In Canada, energy used by the multiple sectors at work in communities, from housing to industry, accounts for some 60 percent of our total energy consumption. In most communities, the sectors that make up the "built environment" are largely independent of one another when it comes to energy use. Integrated Community Energy Solutions (ICES) make use of the opportunities that come from treating the built community environment as a system.
What are ICES?
As their name suggests, ICES take advantage of opportunities to improve energy efficiency beyond individual buildings and houses to encompass whole communities. ICES also consider not only buildings, but how energy is supplied and consumed in all sectors including transportation; land-use planning; industry; water management; waste management and others. By taking a more holistic approach to energy supply and demand, ICES provide a more effective way to manage energy to the benefit of an entire community – from using waste heat from industry to heat other buildings to community planning that encourages walking, cycling and use of public transit – and achieve savings beyond those possible by approaching each sector independently.
An ICES community can be a rural area, a neighbourhood or a large city and includes both high- and low-technology solutions. These solutions could include heating buildings and homes with waste heat from industry; situating buildings to make the most of the energy from the sun; more accessible walking and cycling routes; and built-in connections to help emerging low-emission technologies such as plug-in electric vehicles and solar heating gain ground. These are solutions that can be applied to new developments, existing neighbourhoods and even whole regions.
Because ICES can increase energy efficiency and the use of renewable energy, they are seen as a promising new way to reduce greenhouse gas (GHG) emissions. Early studies suggest that ICES could reduce GHG emissions of communities by as much as 40 to 50 percent.
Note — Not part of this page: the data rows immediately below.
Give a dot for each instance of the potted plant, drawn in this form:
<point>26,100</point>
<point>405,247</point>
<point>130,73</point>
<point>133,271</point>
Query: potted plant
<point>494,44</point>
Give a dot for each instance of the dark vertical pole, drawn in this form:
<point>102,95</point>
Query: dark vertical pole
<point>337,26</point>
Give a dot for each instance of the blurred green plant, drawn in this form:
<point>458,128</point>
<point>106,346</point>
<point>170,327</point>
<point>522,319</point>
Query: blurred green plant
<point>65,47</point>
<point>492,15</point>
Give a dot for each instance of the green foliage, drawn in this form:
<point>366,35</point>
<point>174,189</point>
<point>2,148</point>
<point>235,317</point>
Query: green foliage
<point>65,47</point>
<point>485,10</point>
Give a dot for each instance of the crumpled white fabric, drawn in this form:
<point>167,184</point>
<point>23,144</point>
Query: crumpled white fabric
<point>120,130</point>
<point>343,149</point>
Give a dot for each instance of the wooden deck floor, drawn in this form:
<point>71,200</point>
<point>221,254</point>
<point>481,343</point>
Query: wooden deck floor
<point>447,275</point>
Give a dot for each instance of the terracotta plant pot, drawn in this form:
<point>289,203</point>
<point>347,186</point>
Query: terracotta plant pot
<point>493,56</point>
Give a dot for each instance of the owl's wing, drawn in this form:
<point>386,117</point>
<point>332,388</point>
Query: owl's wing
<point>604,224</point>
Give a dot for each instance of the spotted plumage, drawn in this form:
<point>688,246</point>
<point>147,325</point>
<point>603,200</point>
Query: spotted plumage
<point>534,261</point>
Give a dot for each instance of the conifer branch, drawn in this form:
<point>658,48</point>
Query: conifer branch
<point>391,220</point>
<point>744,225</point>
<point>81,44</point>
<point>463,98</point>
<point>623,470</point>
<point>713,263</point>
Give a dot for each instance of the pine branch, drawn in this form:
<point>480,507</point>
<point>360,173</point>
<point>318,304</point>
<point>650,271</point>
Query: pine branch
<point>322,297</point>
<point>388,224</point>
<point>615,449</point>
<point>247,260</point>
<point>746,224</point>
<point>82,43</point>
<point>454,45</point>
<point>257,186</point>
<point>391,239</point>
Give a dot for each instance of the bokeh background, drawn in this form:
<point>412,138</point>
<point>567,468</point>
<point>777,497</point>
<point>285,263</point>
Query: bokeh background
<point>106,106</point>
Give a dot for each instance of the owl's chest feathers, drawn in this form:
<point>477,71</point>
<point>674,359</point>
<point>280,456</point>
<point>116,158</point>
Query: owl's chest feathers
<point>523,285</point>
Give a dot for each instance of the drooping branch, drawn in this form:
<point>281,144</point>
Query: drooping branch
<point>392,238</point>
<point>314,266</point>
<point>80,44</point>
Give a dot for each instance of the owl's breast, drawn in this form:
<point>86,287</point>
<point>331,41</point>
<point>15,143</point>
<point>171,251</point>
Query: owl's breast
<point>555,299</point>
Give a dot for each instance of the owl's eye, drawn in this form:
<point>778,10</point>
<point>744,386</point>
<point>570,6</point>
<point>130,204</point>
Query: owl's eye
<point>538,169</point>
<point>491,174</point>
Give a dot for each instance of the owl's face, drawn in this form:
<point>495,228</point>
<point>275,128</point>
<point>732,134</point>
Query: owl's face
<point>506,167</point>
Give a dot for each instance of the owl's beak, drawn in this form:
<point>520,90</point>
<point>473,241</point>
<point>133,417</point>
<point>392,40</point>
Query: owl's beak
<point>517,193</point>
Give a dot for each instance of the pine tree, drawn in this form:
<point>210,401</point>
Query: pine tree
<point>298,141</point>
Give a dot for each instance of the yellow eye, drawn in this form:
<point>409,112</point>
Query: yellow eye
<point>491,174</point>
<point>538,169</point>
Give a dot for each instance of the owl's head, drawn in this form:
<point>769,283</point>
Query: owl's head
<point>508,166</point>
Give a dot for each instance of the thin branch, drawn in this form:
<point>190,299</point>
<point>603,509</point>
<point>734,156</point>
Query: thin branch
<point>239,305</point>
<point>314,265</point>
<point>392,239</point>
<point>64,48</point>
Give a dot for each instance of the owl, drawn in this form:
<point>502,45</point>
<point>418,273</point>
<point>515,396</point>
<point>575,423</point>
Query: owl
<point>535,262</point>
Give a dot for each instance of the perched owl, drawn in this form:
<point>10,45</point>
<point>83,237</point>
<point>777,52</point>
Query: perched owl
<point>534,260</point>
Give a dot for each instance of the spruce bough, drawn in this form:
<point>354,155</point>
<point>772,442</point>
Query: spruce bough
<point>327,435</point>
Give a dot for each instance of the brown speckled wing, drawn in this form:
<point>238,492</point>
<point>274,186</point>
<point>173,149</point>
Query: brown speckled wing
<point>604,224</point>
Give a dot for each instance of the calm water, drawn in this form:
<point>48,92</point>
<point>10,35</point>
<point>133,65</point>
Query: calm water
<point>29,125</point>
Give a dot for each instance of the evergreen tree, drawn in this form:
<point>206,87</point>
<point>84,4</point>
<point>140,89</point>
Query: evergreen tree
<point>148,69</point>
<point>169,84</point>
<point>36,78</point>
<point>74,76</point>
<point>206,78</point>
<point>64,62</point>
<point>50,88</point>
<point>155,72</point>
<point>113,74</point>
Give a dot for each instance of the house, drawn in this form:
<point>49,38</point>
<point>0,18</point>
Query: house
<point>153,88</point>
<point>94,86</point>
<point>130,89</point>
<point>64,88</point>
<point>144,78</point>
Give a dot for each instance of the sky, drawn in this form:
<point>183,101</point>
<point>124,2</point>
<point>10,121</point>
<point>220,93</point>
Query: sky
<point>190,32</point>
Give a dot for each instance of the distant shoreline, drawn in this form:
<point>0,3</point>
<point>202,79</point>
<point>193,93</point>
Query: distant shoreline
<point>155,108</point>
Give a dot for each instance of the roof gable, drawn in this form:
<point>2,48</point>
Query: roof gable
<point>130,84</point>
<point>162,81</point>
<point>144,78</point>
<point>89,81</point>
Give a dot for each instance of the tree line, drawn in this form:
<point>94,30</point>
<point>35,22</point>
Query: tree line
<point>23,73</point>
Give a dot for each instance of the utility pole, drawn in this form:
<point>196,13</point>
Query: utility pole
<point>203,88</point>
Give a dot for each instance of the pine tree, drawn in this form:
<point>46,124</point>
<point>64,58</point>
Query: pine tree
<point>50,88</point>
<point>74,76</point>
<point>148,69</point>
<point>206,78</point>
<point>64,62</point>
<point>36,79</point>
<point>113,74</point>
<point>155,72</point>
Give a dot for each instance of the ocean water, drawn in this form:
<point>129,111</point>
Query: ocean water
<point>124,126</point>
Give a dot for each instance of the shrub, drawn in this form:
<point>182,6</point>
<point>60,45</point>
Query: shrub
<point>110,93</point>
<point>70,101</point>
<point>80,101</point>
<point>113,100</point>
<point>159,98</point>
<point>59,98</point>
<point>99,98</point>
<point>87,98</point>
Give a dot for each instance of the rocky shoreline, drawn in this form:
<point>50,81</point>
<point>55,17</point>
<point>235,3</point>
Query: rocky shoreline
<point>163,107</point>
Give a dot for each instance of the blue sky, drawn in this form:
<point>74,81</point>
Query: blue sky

More work is currently underway to improve the understanding of the role ICES could play in meeting GHG goals.
Equally as important, the benefits of investing in ICES go beyond increased energy efficiency and reduced emissions, to include more livable cities and a better quality of life for citizens; improved air and water quality; local economic stimulation; reduced exposure to fluctuations in energy prices; and communities that are more competitive and attractive to new investment.